(Bloomberg) -- Libyan commander Khalifa Haftar will press a seven-month offensive to seize Tripoli after his forces ended a battlefield stalemate, his spokesman said, despite U.S. pressure to halt a war that’s drawn in Russian intervention.

General Ahmed al-Mismari said Haftar’s eastern-based Libyan National Army has been gaining ground in heavy fighting on the capital’s outskirts, where they’d been largely bogged down since launching the offensive in April to unseat the rival United Nations-backed government.

A halt to the war “is not even proposed in the general command at all. This is a battle against terrorists who’ve committed crimes against civilians, and the Libyan state,” he said.

Haftar’s forces defeated Islamist militants in the east of the country before capturing the south in early 2019 and then advancing on Tripoli. They also control most of Libya’s oil resources, though security is often tenuous as shown by the LNA’s eviction from the El-Feel field on Wednesday.

The war for the capital has drawn in growing Russian intervention on Haftar’s behalf, prompting growing concern in Washington, which had largely watched from the sidelines as the battle unfolded in the North African state that sits on top of Africa’s largest proven oil reserves. Western officials say at least 1,400 mercenaries with the Russian Wagner group have been deployed to Libya since September to assist Haftar. Russia has denied the presence of its mercenaries in Libya, while the LNA disputes the numbers.

“There is a team or two only for maintenance and to direct Libyan technicians to fix weapons, because we have old Soviet weapons,” Mismari said, adding that the groups were “very small.”

Libya has been wracked by violence ever since the NATO-backed ouster of Moammar Qaddafi in 2011, with the instability allowing Libya to become a bastion for Islamist radicals and a magnet for migrants hoping to reach Europe. Haftar launched his campaign on Tripoli just as the UN was laying the groundwork for a conference meant to reunited the divided country, which has dueling governments in Tripoli and another in Tobruk allied with Haftar.

The LNA accuses the Tripoli administration of Prime Minister Fayez al-Sarraj of squandering public finances and harboring extremists, claims it rejects pointing to anti-terrorism collaboration with Western nations.

Regional powers including the United Arab Emirates and Egypt, both U.S. allies, were already supporting the LNA, while Turkey has backed the Tripoli-based government.

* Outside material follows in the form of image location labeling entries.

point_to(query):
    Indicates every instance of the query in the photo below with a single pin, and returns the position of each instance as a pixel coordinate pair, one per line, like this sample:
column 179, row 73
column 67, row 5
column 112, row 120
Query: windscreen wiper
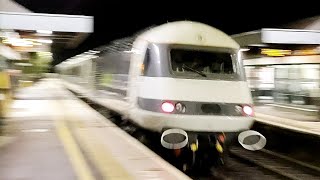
column 193, row 70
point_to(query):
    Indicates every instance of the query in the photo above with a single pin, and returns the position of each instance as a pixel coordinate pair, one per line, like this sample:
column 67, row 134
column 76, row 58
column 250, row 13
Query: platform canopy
column 66, row 31
column 303, row 32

Now Russia’s expanding involvement means it could dictate how the war -- and any eventual peace deal -- will be conducted. Moscow’s clout has, though, alarmed the U.S. and some of Haftar’s foreign backers, who fear losing their influence, according to officials familiar with the matter who asked not to be named.

The U.S. State Department has called on Haftar to stop the fighting as Germany leads an initiative to host an international conference in Berlin to end foreign intervention in the conflict. There has also been pressure on both sides to accept a meeting. Mismari said the LNA has neither rejected nor agreed yet to talks.